Better be a strong bolt (high shear strength), since it'll be the only thing containing the torque of a 16kW motor. Maybe a grade 8?
 
Hose clamps and some free steel from behind a store. I like 1/4" steel, angle grinder cut to about 1" x 4", and a few hose clamps!
 
E-HP said:
hias9 said:
That is what I am probably going to do. I think one hole should be okay.

Better be a strong bolt (high shear strength), since it'll be the only thing containing the torque of a 16kW motor. Maybe a grade 8?
One hole could let it move back and forth with torque/regen hits. I always use two, sometimes M6, or chainring bolts when I have enough room.

Your dropouts are thick and solid. Good to hold a lot of power with tight fit torque plates.
 
E-HP said:
hias9 said:
That is what I am probably going to do. I think one hole should be okay.

Better be a strong bolt (high shear strength), since it'll be the only thing containing the torque of a 16kW motor. Maybe a grade 8?

It is not the only thing. There will be a IS2000 mount torque arm on the other side.
I plan to use three 8.8 M6 bolts.

Before I had two-part hose clamp TAs on both sides. It did the job, but the axle was moving a bit inside the dropout.

Would you use washers between the TA and the frame, so the paint will not be damaged?

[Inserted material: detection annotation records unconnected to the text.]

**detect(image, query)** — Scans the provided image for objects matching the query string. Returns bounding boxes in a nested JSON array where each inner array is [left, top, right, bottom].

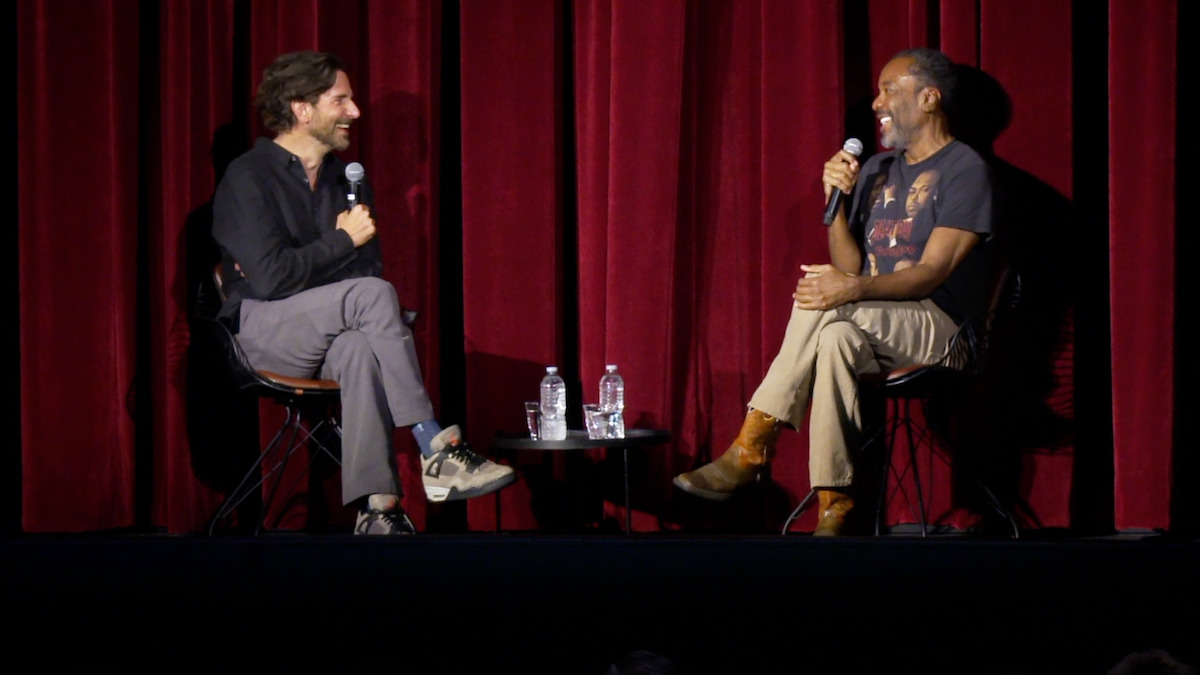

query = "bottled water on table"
[[600, 365, 625, 438], [541, 365, 566, 441]]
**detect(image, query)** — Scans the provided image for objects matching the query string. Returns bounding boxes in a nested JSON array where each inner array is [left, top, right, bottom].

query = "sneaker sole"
[[425, 472, 517, 502]]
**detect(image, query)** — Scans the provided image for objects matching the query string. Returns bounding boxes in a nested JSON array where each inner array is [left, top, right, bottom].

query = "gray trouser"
[[750, 299, 958, 488], [238, 277, 433, 503]]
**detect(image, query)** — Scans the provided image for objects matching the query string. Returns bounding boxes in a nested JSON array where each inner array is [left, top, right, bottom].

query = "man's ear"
[[919, 86, 942, 113], [292, 101, 312, 124]]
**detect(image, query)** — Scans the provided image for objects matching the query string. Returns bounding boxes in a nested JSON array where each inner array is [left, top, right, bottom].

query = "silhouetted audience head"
[[605, 650, 680, 675], [1108, 650, 1196, 675]]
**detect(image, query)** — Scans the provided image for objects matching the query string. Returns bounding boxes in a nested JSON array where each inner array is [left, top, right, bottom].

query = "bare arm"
[[792, 222, 979, 310]]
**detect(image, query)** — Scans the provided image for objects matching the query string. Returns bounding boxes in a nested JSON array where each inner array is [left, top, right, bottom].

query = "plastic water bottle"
[[600, 365, 625, 438], [541, 365, 566, 441]]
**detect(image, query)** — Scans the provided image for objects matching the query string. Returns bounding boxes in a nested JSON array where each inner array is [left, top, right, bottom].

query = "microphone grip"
[[824, 189, 846, 226]]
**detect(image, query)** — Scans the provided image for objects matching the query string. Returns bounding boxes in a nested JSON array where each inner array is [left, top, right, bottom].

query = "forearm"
[[854, 263, 944, 301], [828, 213, 863, 274], [212, 189, 355, 299]]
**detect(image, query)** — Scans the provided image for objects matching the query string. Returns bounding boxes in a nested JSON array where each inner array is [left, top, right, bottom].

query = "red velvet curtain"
[[17, 0, 1196, 532]]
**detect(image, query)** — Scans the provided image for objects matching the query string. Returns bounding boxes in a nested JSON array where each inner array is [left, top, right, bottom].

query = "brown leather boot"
[[812, 489, 854, 537], [674, 408, 784, 502]]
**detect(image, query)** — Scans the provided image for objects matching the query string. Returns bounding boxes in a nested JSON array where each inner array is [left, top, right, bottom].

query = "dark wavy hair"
[[892, 47, 959, 110], [254, 50, 346, 132]]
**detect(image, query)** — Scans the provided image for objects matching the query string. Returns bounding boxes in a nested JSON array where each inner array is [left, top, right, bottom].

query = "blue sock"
[[413, 419, 442, 459]]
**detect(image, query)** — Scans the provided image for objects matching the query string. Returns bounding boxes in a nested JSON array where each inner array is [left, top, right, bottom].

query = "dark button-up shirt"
[[212, 138, 383, 329]]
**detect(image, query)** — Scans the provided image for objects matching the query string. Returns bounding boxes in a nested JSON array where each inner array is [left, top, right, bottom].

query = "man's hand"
[[792, 265, 860, 310], [337, 204, 374, 249]]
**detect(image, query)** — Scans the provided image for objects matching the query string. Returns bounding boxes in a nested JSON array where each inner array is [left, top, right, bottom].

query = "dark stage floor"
[[0, 533, 1200, 675]]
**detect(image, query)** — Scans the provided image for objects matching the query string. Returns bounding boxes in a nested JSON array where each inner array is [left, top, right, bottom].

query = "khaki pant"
[[750, 299, 958, 488]]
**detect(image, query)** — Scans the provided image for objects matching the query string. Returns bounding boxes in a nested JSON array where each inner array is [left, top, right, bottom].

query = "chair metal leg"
[[781, 488, 817, 534], [904, 399, 929, 537], [209, 405, 342, 536]]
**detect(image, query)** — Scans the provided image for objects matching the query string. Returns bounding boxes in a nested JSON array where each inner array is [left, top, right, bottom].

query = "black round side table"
[[492, 429, 671, 534]]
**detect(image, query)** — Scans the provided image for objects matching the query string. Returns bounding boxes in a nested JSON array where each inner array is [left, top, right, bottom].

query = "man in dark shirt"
[[212, 52, 516, 534], [674, 49, 992, 536]]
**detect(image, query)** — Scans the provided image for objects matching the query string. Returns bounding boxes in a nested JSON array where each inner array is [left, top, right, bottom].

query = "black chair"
[[782, 265, 1021, 539], [196, 263, 342, 534]]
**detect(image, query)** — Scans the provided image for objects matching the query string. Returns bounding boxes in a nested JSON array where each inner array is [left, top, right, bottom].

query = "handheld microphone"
[[820, 138, 863, 225], [346, 162, 366, 209]]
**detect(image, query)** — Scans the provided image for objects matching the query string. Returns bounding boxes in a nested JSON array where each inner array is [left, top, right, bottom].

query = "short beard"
[[308, 120, 350, 153]]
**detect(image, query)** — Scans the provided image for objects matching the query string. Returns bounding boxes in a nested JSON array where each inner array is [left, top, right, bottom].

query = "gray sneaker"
[[354, 508, 416, 534], [421, 424, 517, 502]]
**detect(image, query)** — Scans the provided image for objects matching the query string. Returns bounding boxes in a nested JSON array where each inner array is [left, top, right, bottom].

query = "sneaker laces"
[[425, 440, 487, 476], [358, 508, 416, 533]]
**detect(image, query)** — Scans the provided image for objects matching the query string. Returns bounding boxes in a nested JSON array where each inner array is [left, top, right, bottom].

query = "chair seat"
[[254, 370, 341, 396]]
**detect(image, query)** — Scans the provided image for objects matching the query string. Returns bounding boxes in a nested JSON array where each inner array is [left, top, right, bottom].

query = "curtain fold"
[[460, 0, 566, 528], [17, 0, 140, 532], [1109, 2, 1187, 530]]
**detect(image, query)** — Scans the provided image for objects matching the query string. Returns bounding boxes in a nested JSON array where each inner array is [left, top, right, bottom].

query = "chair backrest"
[[200, 263, 338, 396], [937, 261, 1021, 375]]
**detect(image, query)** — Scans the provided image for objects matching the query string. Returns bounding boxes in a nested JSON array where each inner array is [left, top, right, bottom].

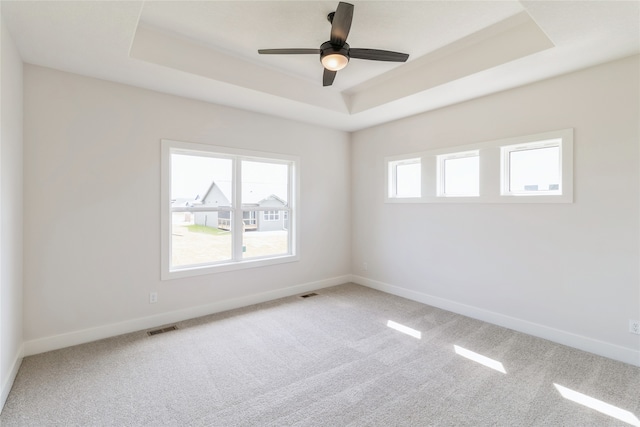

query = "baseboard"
[[24, 275, 351, 356], [350, 275, 640, 366], [0, 344, 24, 413]]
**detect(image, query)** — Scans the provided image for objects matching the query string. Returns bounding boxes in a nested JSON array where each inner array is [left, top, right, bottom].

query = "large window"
[[162, 140, 297, 279], [385, 129, 573, 203]]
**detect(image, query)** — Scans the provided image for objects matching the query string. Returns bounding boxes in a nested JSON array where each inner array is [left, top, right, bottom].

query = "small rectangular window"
[[501, 139, 562, 196], [162, 141, 298, 279], [389, 158, 422, 198], [437, 150, 480, 197]]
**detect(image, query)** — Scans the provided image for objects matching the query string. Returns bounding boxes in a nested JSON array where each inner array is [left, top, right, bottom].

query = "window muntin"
[[389, 158, 422, 198], [502, 140, 562, 196], [438, 150, 480, 197], [162, 141, 297, 279]]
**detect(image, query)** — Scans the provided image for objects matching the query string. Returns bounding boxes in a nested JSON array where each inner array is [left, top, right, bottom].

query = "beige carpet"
[[0, 284, 640, 427]]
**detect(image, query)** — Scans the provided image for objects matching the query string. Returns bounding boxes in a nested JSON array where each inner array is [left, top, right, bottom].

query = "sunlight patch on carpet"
[[387, 320, 422, 339], [453, 345, 507, 374], [553, 383, 640, 427]]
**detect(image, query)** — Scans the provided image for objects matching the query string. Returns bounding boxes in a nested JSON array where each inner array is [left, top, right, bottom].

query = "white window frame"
[[160, 139, 300, 280], [436, 150, 480, 197], [385, 157, 422, 201], [500, 138, 563, 197], [262, 211, 280, 221], [384, 128, 573, 203]]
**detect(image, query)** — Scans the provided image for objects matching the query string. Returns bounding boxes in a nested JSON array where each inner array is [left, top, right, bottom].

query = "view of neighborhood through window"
[[170, 150, 291, 269], [438, 151, 480, 197], [505, 145, 561, 194]]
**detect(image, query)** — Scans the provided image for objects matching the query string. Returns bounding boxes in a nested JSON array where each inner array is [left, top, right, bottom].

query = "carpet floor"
[[0, 284, 640, 427]]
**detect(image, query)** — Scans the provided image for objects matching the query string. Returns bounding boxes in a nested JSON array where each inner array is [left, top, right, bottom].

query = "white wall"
[[24, 65, 351, 354], [0, 14, 23, 410], [352, 57, 640, 365]]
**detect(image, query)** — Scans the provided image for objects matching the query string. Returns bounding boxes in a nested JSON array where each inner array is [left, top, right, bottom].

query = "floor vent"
[[147, 325, 178, 337]]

Do you think it would move around with one bolt on the right side when there is a two bolt TA on the left side? When drilling two holes I think the inner nut on the inside could be a bit close to the chain, but it should work
 
Your frame looks ideal for drilling a hole to bolt on half of the standard front torque arm.

like this. or make your own plate. one on each side. If a regular bolt can't hold it, neither can the metal of your frame. But nothing wrong with the idea of a grade 8 bolt, simply because it won't get its threads smushed when the bike bashes a rock on a trail.

Flat space around the rear dropouts.jpg
 
I used some standard two-part TAs for M16 axles, but the axle can move a bit inside. Better I make my own TAs.
Would you put the TAs directly on the frame or put washers between the frame and the TA?